Let $a,b\in\mathbb R^+$. Consider the integral $$I(a,b)=\int_0^{+\infty}\frac{1}{1+x^a|\sin x|^b}\,\mathrm dx.$$
We want to find out when does the integral converge and whether the convergence is uniform.
My attempts. My gut tells me that the integral only converges when $a-b>1$ and the convergence should not be uniform. (Since $\sin x$ may look like $x^{-1}$ in my experience. But I don’t know if I am right.) For the proof, first I found it hard to make an estimation using series expansions.
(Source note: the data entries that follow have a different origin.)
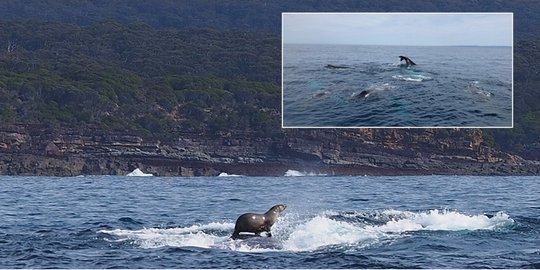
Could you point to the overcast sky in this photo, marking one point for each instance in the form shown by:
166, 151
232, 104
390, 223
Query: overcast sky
481, 29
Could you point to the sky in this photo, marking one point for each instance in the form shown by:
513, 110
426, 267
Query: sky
421, 29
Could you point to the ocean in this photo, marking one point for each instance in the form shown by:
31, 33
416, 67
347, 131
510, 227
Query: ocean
457, 86
330, 222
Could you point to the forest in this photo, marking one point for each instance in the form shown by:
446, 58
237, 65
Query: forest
138, 79
162, 68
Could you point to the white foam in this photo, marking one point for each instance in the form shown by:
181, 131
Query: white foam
323, 231
192, 236
224, 174
138, 172
295, 233
298, 173
412, 78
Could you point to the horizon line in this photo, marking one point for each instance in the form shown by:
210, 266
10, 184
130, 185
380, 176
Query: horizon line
416, 45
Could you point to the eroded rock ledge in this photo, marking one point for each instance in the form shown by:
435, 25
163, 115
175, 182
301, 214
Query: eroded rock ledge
40, 150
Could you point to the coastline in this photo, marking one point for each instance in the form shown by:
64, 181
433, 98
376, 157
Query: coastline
28, 150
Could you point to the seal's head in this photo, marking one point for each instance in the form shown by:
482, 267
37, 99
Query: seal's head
277, 208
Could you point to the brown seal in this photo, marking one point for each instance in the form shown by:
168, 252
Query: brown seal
257, 223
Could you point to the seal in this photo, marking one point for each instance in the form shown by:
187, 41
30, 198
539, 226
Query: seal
257, 223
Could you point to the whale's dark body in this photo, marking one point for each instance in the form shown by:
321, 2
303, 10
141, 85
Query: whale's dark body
408, 61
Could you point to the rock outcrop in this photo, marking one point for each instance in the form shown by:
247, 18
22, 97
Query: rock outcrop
41, 150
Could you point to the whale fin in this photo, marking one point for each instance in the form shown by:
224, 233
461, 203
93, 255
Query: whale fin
408, 61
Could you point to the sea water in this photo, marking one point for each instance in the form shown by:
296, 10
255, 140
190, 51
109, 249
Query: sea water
330, 222
455, 86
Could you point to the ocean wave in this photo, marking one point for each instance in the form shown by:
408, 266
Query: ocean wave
296, 233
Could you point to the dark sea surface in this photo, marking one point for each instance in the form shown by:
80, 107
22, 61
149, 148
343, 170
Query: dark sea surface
459, 86
330, 222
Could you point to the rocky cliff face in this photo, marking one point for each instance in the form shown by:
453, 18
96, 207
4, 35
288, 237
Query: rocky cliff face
40, 150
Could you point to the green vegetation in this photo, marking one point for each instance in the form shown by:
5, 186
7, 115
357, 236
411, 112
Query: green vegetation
163, 67
139, 79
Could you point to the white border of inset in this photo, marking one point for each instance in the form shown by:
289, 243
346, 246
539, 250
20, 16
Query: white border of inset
424, 127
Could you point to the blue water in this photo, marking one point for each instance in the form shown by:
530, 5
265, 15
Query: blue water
449, 86
330, 222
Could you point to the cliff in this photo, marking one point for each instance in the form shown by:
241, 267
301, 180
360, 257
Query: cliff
42, 150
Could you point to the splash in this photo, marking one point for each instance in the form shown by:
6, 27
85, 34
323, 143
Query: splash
412, 78
297, 233
224, 174
138, 172
298, 173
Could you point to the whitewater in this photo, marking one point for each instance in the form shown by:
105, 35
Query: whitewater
330, 222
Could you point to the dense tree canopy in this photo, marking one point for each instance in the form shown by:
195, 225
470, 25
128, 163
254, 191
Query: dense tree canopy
137, 78
162, 67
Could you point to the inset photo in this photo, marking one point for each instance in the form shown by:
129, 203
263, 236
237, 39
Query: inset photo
410, 70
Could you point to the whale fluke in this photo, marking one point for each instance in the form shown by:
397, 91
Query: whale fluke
332, 66
408, 61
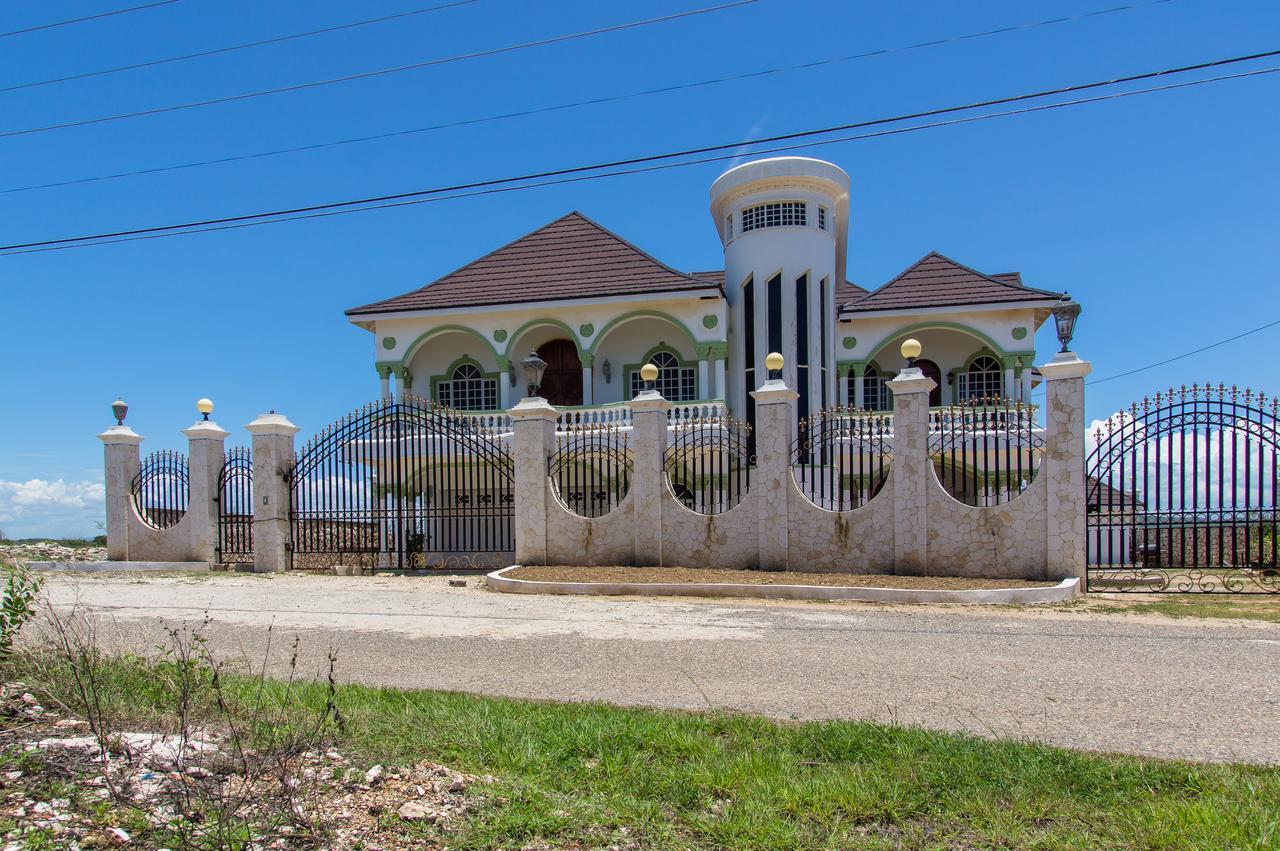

Next I tried estimating the following hoping to apply Cauchy convergence theorem but also failed.
$$\int_{k\pi}^{(k+1)\pi}\frac{1}{1+x^a|\sin x|^b}\,\mathrm dx.$$
I would be extremely appreciative of any assistance!
Note that $\sin(x)\geq 2x/\pi$ for $x\in [0,\pi/2]$ and $|\sin(x)|$ is periodic with period $\pi$ and simmetry $\sin(x)=\sin(\pi-x)$. Therefore $$\begin{align}\int_{k\pi}^{(k+1)\pi}\frac{dx}{1+x^a|\sin x|^b}&\leq \int_{0}^{\pi}\frac{dx}{1+(k\pi)^a(\sin x)^b}\\ &\leq 2\int_{0}^{\pi/2}\frac{dx}{1+(Ax)^b}=\frac{2}{A}\int_{0}^{A\pi/2}\frac{dt}{1+t^b} \end{align}$$ where $A=\frac{2}{\pi}(k\pi)^{a/b}$.
Moreover, if $a>b$ then as $k\to +\infty$, $A\to +\infty$ and $$\frac{2}{A}\int_{0}^{A\pi/2}\frac{dt}{1+t^b}\leq \frac{2}{A}\int_{0}^{1}\frac{dt}{1+t^b}+\frac{2}{A}\int_{1}^{A\pi/2}\frac{dt}{t^b}=\frac{C_1}{k^{a/b}}+\frac{C_2}{k^{a}}.$$
It follows that we have uniform convergence at least when $a>b$ and $a>1$.